Electrosuisse-Tagung zu Produktkonformität Product Compliance – oder welchen „Reisepass“ braucht mein Produkt?
Nicht nur Menschen, sondern auch Handelsgüter müssen sich „ausweisen“, wenn sie in einem neuen Land Fuß fassen wollen. Doch welcher Ausweis gilt für welches Produkt? Und wer stellt die nötigen Papiere aus? Antworten auf diese und viele andere Konformitätsfragen gab es an der Electrosuisse-Tagung „Product Compliance“ am 26./27. Oktober in Bern.
Anbieter zum Thema

Sichere, leistungsstarke Geräte und einen fairen Wettbewerb – das wollen alle. Die damit einhergehenden Vorschriften, Richtlinien und Normen bringen Hersteller, Importeure und Händler allerdings schon mal an ihre Grenzen: Ist mein Produkt nun eine Maschine, ein Gerät oder dank Internetzugang gar eine Funkanlage? Darf ich die Konformitätsprüfung selbst durchführen oder muss ich mich an eine Prüfstelle wenden? Und wenn ja, was dann?

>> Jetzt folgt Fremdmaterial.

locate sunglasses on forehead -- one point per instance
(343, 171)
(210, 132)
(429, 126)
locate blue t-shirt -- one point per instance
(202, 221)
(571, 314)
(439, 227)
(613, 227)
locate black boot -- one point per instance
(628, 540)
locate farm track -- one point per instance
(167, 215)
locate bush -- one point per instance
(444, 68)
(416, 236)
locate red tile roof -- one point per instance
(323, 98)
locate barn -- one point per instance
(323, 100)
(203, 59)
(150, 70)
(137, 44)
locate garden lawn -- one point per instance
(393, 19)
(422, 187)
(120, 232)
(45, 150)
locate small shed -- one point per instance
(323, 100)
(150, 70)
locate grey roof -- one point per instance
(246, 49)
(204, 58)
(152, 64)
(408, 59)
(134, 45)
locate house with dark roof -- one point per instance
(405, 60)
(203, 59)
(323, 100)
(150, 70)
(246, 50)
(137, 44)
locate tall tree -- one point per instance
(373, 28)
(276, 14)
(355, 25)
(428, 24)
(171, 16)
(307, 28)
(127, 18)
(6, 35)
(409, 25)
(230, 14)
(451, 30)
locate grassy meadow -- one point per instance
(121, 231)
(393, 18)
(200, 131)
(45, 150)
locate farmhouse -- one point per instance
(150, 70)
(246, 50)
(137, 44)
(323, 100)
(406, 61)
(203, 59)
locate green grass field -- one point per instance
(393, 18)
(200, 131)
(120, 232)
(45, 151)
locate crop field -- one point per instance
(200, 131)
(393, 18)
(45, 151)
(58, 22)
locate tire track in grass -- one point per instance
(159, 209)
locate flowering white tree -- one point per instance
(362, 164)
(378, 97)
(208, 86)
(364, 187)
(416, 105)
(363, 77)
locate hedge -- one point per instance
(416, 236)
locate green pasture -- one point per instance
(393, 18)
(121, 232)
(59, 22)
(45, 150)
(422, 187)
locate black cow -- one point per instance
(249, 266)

Die Flut von immer neuen Gesetzen, Vorschriften und Bestimmungen ist überwältigend. Also Augen zu und durch – und hoffen, dass es schon gut gehen wird? Oder nichts dem Zufall überlassen und jeden Spezialfall absichern?
An der „Product Compliance“-Tagung von Electrosuisse und Globalnorm GmbH Berlin lernten die zahlreich erschienenen Teilnehmenden differenziertere Wege im Umgang mit dem komplexen Thema kennen. Gastgeber Jürg Rellstab, Leiter Zertifizierung Produkte bei Electrosuisse, führte durch ein Tagungsprogramm, das nicht nur technische, sondern auch politische, rechtliche und organisatorische Aspekte der Product Compliance beleuchtete. Einige Highlights der modular aufgebauten Veranstaltung seien hier hervorgehoben.
Eintrittsticket für den EU-Markt
Die Europäische Union ist der wichtigste Handelspartner der Schweiz. 60 Prozent der Exporte gehen in den europäischen Wirtschaftsraum. Viele Handelshemmnisse konnten in den letzten Jahren durch bilaterale Verträge abgebaut werden. Im Gegenzug verpflichtete sich die Schweiz, die europäischen CE-Richtlinien zu übernehmen. Was EU-Neulinge (und Konsumenten!) oft nicht wissen: Die Hersteller bringen die CE-Kennzeichnung selbst auf ihren Produkten an. Sie bezeugen damit, dass sie die Richtlinien und Verordnungen der EU „in gutem Treu und Glauben“ einhalten. Die CE-Kennzeichnung ist also kein neutrales Prüf- oder Qualitätslabel.
Wer jedoch für Stichproben der Marktaufsichtsbehörden oder für eine allfällige Haftungsklage gewappnet sein will, muss dafür sorgen, dass, wo CE draufsteht, auch CE drin ist. Dazu gehört selbstverständlich mehr als ein korrekt angebrachter CE-Kleber. Welche Produkte unter die CE-Kennzeichnungspflicht fallen, wo Information und Unterstützung zu den betreffenden Richtlinien und Verordnungen zu finden sind und wie sich Konformitätsprojekte effektiv abwickeln lassen, erfuhren die Teilnehmenden im Basis-Seminar CE-Richtlinien.
Nichttarifäre Handelshemmnisse – ein Thema mit Zukunft
Aus der Perspektive der Politik und der Behörden beleuchtete Christophe Perritaz, Leiter „nichttarifarische Maßnahmen“ beim Staatssekretariat für Wirtschaft
(SECO), den internationalen Marktzugang.Da die technischen Vorschriften mit der EU weitestgehend harmonisiert sind, konnte im MRA (Abkommen über die gegenseitige Anerkennung von Konformitätsbewertungen) der Marktzutritt für 20 Produktbereiche erheblich vereinfacht werden. Doch eine so weitgehende Harmonisierung ist nicht mit mehreren Partnern möglich. Mit den außereuropäischen Handelspartnern wird die regulatorische Zusammenarbeit deshalb zum Beispiel durch Freihandelsabkommen gefördert. Ziel dieser Abkommen ist die gegenseitige Anerkennung spezifischer Sektoren sowie langfristig eine größere Konvergenz der gesamten technischen Gesetzgebung. Allerdings sorgen die rasch zunehmende Produktvielfalt, sowie die Tendenz vieler Märkte „sich nach innen zu wenden“ laufend für neue Vorschriften. Das Thema „technische Handelshemmnisse“ wird deshalb trotz aller Verhandlungserfolge auch in Zukunft aktuell bleiben.